Klose: Etwas, aber vor allem neugieriger. Möglicherweise testet das Tier, ob man leichte Beute ist. Deshalb sind die Chancen schlecht, wenn man sich tot stellt. Greift ein Schwarzbär an, muss man sich zur Wehr setzen, zur Not auch einen Stein werfen oder mit einem Stock zuschlagen. Im grundsätzlichen Unterschied dazu betrachten Eisbären Menschen als Beute. Aber die trifft man ja selten.

taz: In welchen Ländern gelingt das Zusammenleben mit Bären gut?

Foto: Tony Roland

Moritz Klose, 38, ist geschäftsführender Vorstand für die Nabu International Naturschutzstiftung. Jüngst erschien bei Drömer Knaur sein Buch „Im Reich der Bären. Die gelassenen Gebieter des Waldes. Alles, was Sie schon immer über Bären wissen wollten.“

Klose: In Slowenien leben 1.000 Bären, zudem Wölfe und Luchse auf einer Fläche so groß wie Bayern. Das funktioniert erstaunlich gut. Die Menschen sind es gewohnt, dass die Tiere in der Nachbarschaft leben. Die Bären werden überwacht, Ranger wissen, wo sie sich aufhalten. Zudem werden sie bejagt und auch gegessen. Es gibt einen aufkommenden Tourismus, man kann Bären in der Natur beobachten. In Rumänien läuft es in einigen Gegenden gut, in anderen weniger. Das liegt auch daran, dass die Zahl der Bären zunimmt, ihr Lebensraum durch Waldverlust, Infrastrukturprojekte und zunehmenden, auch einheimischen Tourismus aber kleiner wird.

taz: Wie geht’ s denn den Chinesen mit ihren Pandabären?

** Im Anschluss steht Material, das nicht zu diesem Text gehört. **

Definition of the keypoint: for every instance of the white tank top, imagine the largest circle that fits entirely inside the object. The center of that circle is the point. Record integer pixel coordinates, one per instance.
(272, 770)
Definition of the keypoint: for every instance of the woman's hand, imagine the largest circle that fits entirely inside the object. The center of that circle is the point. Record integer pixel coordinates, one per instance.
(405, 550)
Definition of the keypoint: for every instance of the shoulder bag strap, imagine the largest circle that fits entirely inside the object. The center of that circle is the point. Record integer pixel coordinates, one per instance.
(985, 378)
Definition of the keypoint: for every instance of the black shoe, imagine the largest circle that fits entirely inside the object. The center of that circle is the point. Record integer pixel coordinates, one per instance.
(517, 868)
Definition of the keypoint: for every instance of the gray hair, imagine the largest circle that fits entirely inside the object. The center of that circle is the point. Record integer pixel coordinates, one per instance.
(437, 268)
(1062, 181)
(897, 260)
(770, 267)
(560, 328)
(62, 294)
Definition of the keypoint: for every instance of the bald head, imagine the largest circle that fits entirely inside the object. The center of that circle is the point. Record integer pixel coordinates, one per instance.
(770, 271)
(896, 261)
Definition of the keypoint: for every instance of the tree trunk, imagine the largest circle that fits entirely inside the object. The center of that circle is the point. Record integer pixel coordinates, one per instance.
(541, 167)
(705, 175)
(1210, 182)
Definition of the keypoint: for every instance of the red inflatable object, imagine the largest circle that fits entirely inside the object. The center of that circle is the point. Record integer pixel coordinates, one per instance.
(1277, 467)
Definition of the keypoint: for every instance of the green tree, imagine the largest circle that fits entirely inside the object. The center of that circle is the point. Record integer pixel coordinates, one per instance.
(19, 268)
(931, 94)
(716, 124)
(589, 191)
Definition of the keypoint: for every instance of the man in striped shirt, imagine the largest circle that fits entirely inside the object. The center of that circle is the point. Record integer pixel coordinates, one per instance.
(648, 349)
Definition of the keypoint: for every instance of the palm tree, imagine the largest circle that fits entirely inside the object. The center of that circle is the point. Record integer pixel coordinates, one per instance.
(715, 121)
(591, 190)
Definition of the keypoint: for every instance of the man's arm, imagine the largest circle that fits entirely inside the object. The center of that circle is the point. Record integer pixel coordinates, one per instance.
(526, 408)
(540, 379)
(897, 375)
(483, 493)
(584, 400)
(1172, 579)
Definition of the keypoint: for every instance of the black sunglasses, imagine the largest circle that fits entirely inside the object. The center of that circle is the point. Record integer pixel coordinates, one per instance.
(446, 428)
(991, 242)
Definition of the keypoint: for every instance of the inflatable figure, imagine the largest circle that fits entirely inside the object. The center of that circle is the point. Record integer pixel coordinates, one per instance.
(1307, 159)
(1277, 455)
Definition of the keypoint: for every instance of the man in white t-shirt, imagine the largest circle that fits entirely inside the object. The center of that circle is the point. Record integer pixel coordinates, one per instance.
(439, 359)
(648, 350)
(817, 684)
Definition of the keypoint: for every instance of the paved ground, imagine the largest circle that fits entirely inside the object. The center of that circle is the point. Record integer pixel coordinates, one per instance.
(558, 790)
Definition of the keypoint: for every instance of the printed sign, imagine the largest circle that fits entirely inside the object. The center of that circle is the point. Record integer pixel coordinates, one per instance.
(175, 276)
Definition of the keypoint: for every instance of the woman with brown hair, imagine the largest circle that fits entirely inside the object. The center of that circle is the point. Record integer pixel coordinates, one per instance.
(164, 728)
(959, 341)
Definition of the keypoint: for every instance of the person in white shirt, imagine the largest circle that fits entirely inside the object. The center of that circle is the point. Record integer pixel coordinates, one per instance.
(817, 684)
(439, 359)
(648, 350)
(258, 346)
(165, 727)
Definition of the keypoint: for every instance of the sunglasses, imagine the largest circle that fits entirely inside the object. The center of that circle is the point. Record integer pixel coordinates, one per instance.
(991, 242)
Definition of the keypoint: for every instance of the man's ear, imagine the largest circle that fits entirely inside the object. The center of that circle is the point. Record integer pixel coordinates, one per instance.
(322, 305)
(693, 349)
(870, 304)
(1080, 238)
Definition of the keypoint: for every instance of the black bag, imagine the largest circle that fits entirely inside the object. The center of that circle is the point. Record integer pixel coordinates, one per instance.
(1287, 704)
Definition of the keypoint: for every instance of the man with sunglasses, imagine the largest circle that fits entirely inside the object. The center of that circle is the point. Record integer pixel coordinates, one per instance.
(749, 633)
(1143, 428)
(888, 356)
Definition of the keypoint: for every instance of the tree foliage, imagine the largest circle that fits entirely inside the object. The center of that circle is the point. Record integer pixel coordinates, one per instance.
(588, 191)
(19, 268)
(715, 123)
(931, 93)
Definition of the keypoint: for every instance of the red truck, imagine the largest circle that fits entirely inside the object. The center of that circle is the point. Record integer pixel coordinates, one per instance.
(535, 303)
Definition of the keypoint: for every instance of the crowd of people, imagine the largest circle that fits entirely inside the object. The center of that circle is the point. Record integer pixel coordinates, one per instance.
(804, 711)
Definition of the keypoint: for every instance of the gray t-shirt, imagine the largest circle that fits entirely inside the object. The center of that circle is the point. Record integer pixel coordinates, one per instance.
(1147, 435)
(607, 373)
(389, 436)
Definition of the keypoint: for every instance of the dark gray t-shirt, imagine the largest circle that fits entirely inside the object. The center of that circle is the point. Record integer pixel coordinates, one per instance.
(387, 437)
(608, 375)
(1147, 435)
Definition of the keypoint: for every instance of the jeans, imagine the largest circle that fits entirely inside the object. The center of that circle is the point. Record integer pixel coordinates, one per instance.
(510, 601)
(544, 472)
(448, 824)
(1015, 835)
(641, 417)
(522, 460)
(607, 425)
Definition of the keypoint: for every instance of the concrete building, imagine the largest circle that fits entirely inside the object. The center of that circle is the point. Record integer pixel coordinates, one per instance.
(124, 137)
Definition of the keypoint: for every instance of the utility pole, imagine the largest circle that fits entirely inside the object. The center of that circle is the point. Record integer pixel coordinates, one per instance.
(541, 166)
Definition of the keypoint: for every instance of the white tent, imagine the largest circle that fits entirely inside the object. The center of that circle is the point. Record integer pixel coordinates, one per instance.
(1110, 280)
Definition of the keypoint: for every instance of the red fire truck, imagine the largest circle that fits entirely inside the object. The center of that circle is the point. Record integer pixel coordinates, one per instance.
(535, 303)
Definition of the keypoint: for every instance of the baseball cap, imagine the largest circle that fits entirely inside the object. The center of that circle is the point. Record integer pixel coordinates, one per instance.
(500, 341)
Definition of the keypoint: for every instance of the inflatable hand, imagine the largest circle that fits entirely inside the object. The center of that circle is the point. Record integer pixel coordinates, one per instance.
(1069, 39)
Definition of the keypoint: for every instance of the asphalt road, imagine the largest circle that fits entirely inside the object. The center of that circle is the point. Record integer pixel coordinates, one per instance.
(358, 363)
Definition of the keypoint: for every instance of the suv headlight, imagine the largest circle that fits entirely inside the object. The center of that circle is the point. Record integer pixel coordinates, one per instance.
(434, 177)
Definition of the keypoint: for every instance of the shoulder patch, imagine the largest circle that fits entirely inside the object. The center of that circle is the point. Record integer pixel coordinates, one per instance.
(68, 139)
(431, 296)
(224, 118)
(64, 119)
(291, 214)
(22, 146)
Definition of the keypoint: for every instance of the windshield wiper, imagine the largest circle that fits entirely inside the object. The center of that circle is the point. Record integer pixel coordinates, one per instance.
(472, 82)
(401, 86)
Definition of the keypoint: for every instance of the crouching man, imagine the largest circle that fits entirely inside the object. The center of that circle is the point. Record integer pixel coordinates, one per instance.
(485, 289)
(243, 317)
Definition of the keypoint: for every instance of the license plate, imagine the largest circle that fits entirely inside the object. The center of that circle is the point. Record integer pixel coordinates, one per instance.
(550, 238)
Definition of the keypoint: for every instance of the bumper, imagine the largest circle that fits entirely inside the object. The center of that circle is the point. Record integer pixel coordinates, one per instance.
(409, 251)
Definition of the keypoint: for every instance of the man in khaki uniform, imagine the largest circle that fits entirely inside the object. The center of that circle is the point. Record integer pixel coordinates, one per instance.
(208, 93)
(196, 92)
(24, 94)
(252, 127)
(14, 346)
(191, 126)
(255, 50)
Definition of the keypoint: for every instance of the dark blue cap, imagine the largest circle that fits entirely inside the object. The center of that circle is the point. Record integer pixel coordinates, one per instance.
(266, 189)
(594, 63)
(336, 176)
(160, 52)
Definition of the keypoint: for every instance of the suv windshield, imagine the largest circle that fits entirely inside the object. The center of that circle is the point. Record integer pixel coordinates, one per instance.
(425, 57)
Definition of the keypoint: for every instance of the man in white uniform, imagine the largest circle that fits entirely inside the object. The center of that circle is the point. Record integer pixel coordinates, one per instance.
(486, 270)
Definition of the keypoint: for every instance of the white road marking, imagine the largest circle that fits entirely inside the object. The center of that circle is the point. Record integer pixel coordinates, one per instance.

Klose: Gut, die sind ja nicht aggressiv, und es gibt nicht mehr viele. Mehr Konflikte gibt es mit den Lippenbären in Indien. Allerdings gibt es dort so viele Mensch-Tier-Konflikte, etwa mit Schlangen, Elefanten oder Tigern, da stechen Bären nicht heraus. Es gibt zwar Hass- oder Vergeltungstötungen nach Angriffen, aber man würde nicht auf die Idee kommen, Wildtiere auszurotten. Dort herrscht eine andere Kultur, eine andere Einstellung zu Wildtieren.

taz: Was meinen Sie: Haben Bären auch in Deutschland eine Zukunft?

Klose: Wenn wir es wollen, ja. Wir befinden uns global in einer Naturkrise und schaffen es nicht, vor unserer Haustür mit unseren heimischen Wildtieren auszukommen? Das kann nicht sein. Ich erwarte von Landwirten oder Wanderern, dass sie den Umgang mit Bären lernen. Und von den Naturschützern, dass sie akzeptieren, dass die Tiere gemanagt und einzelne auch geschossen werden.